I keep hoping that one day I will have time to blog the way I want to: lots of pictures and insights into the classics and useful tips for successful living. But the truth is, though life is a beautiful gift, sometimes it is very hard. Sometimes it takes all I have to just give my family the basics for their survival with a smile on my face. Sometimes the edge is gone and I have no energy left to be creative. I have nothing clever to say and I feel like I need to just lap up wisdom from everyone else!


Sometimes I just need to sit still and watch a bee pollinate a flower and feel the breeze on my face and listen to a mourning dove. 


I  wish people wouldn't say, "I don't want to be a burden on anyone." (Even though I admit I have sometimes said this myself -- I don't want to cause anyone any trouble.) Guess what? Being a burden is part of life so get over it! And praise God the whole world isn't full of evil Nazis. Sometimes your friends and family need you to be a "burden" so they can be whole. Caring for others is not a curse! Caring for others is a blessing!

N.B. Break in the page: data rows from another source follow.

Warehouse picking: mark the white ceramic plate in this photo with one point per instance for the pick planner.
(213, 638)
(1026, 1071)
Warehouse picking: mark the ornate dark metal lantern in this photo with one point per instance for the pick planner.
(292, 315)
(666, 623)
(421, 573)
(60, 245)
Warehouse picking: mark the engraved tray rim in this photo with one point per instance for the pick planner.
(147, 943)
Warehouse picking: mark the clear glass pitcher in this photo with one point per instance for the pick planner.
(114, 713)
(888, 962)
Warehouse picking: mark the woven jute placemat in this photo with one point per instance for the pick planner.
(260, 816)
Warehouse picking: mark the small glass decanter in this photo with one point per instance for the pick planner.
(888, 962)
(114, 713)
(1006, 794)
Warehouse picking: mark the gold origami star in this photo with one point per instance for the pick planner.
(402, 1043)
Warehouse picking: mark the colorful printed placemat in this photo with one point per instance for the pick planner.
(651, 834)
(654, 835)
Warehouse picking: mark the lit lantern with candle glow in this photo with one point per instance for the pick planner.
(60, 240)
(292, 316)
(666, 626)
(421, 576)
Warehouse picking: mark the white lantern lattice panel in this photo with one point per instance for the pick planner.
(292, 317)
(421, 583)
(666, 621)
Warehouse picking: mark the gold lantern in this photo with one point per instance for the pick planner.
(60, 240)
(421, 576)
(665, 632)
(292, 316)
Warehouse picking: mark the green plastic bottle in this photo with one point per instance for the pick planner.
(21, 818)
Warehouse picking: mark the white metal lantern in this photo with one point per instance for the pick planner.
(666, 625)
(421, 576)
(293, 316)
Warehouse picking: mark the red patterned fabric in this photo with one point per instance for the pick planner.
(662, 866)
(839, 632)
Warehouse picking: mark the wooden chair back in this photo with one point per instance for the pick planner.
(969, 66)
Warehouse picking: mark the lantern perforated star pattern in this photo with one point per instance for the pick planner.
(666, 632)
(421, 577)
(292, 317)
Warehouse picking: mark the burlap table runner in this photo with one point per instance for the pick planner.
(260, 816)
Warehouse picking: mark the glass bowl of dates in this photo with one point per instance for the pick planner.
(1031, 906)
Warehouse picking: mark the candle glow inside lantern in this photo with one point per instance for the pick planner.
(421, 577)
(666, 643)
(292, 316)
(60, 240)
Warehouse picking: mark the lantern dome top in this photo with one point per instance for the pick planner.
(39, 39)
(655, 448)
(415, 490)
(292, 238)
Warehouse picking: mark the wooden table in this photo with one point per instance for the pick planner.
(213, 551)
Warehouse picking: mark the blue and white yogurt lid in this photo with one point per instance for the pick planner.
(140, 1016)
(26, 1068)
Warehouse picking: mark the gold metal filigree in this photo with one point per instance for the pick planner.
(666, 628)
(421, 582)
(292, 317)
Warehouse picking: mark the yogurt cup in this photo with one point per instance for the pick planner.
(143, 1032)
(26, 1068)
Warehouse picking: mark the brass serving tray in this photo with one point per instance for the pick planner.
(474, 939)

But I think most people are just trying to be considerate when they say "I don't want to be a burden." We all know negative draining types that will just suck out all of a person's energy and demand more, more, more! But I'm sure you are not like that. If you have a need, call out for help! And receive gifts of love with a grateful heart. I know you will carry the goodness forward and many others will be blessed by your life in time.


I'm very grateful for the friends and family who have stepped up to care for me in the last few days. I hope you have someone to care for you when you are ill or depressed. It is awful to be hurting and to be alone -- especially if you have dependents who require your constant care! I hope you don't struggle with pride like I do. Are you too proud to ask for help? Too proud ask others to share your burdens?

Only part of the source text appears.